Rolf Mützenich | dpa

SPD-Fraktionsklausur Ouvertüre für ein Superwahljahr

Stand: 07.01.2021 14:16 Uhr

Mitten in der Corona-Krise attackiert die SPD ungewohnt vehement ihren Koalitionspartner. Ist das der Auftakt zu einem Wahlkampf, in dem sich beide Parteien nichts schenken werden?

Von Kai Clement, ARD-Hauptstadtstudio

Nein, SPD-Fraktionschef Rolf Mützenich sieht seine Partei nicht im Wahlkampfmodus. "Also an uns liegt es überhaupt nicht", sagt er. "Wer zurzeit Wahlkampf führt, ist die CDU."

Kai Clement ARD-Hauptstadtstudio

Das liege schon daran, dass die CDU ihren Vorsitzenden suche, sagt Mützenich. Ein Punkt, den die SPD längst abgehakt hat. Auch auf ihren Kanzlerkandidaten haben sich die Sozialdemokraten mit Olaf Scholz früh festgelegt. Und dennoch kommt die Partei nicht aus dem Umfragetief. Die SPD hat zwar im jüngsten ARD-Deutschlandtrend einen Prozentpunkt zugelegt, verharrt aber mit 16 Prozent auf niedrigem Niveau.

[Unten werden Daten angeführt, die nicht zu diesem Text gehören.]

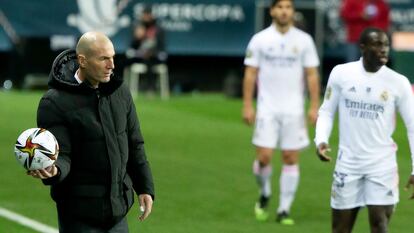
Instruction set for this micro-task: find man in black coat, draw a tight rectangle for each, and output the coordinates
[28,32,154,233]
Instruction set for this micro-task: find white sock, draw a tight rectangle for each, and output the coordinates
[277,164,300,213]
[253,160,272,197]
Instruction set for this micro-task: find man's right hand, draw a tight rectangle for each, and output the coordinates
[316,142,332,162]
[243,106,256,125]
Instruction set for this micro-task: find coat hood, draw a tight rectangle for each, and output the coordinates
[48,50,122,94]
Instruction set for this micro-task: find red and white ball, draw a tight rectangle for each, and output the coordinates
[14,128,59,170]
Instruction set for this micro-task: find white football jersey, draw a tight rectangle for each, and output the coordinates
[244,25,319,115]
[315,59,414,173]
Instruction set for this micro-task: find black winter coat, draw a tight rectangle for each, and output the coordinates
[37,51,154,225]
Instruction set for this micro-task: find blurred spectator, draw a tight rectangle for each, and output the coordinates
[0,9,25,89]
[126,6,167,94]
[340,0,390,62]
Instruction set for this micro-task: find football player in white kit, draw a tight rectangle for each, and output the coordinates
[243,0,319,225]
[315,28,414,233]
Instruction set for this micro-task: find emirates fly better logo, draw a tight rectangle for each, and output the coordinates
[67,0,131,36]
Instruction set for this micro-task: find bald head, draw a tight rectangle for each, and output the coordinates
[76,32,115,88]
[76,32,113,57]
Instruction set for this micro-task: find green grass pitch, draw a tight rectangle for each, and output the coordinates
[0,92,414,233]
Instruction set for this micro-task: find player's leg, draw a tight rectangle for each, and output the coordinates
[277,150,300,225]
[332,207,359,233]
[276,115,309,225]
[331,170,365,233]
[249,114,277,221]
[368,205,394,233]
[253,147,273,221]
[365,168,399,233]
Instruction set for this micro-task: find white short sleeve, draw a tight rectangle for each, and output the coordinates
[244,36,260,67]
[302,35,319,67]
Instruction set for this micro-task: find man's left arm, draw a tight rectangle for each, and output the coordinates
[305,67,320,124]
[126,89,155,218]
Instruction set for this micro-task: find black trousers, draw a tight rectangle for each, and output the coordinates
[58,208,128,233]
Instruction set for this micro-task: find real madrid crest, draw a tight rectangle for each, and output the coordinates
[325,86,332,100]
[380,91,388,102]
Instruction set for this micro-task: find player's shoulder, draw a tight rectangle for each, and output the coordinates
[382,66,410,85]
[289,26,312,41]
[253,26,274,40]
[332,61,358,72]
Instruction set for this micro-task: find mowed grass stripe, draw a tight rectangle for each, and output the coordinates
[0,92,414,233]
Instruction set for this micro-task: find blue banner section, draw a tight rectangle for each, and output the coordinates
[0,0,255,56]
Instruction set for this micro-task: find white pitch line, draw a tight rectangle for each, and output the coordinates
[0,207,59,233]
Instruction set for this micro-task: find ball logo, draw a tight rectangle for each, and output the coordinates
[67,0,131,36]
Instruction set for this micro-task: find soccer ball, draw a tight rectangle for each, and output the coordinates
[14,128,59,171]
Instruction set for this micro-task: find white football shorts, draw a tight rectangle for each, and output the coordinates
[252,114,309,150]
[331,168,399,210]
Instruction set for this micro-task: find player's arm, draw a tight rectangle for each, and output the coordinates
[242,65,259,125]
[123,88,155,221]
[36,98,71,185]
[397,79,414,199]
[315,68,341,161]
[305,67,320,124]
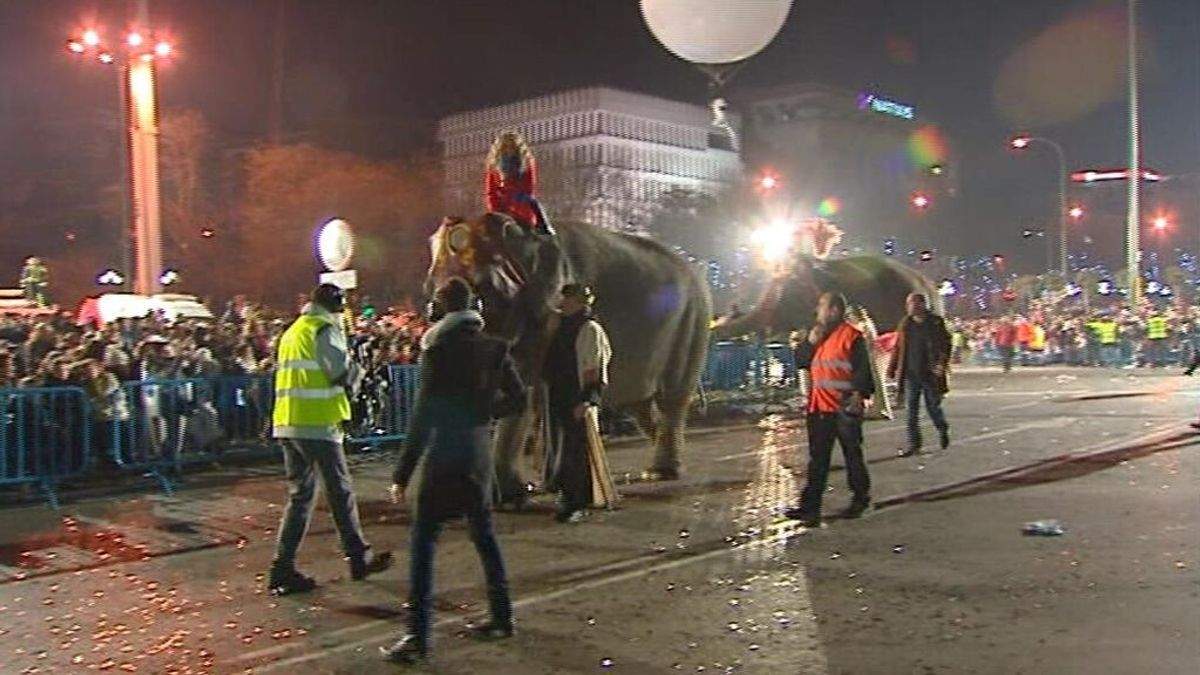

Dabei gibt es durchaus Punkte, die die SPD auf ihr Konto verbuchen kann: die Grundrente etwa oder das Aus für Werkverträge in der Fleischindustrie. Die dicken Bretter von Lieferkettengesetz oder einer Entschuldung von Kommunen will sie in den kommenden Monaten weiterbohren. "Wir haben ja auch im letzten Jahr gezeigt, dass wir einigungswillig sind, dass wir aber auch sehr selbstbewusst auftreten."

Vierseitiger Fragebogen

Dass die SPD dem CDU-Gesundheitsminister einen vierseitigen Fragebogen zur Impfstoffbeschaffung vorlegt hat - auch das ist für Mützenich kein Wahlkampfgetöse. "Der Fragenkatalog ist an den Bundesgesundheitsminister gestellt worden, um Dinge zu verbessern", rechtfertigt er sich.

Jens Spahn hatte zuvor erklärt, natürlich werde er offene Fragen beantworten - aber: "Das funktioniert in so einer Phase nicht gut, gleichzeitig Regierung und Opposition sein zu wollen. Irgendwie hat es auch seit 20 Jahren für die SPD nicht gut funktioniert. Ich glaube nicht, dass das jetzt im Wahljahr besser läuft."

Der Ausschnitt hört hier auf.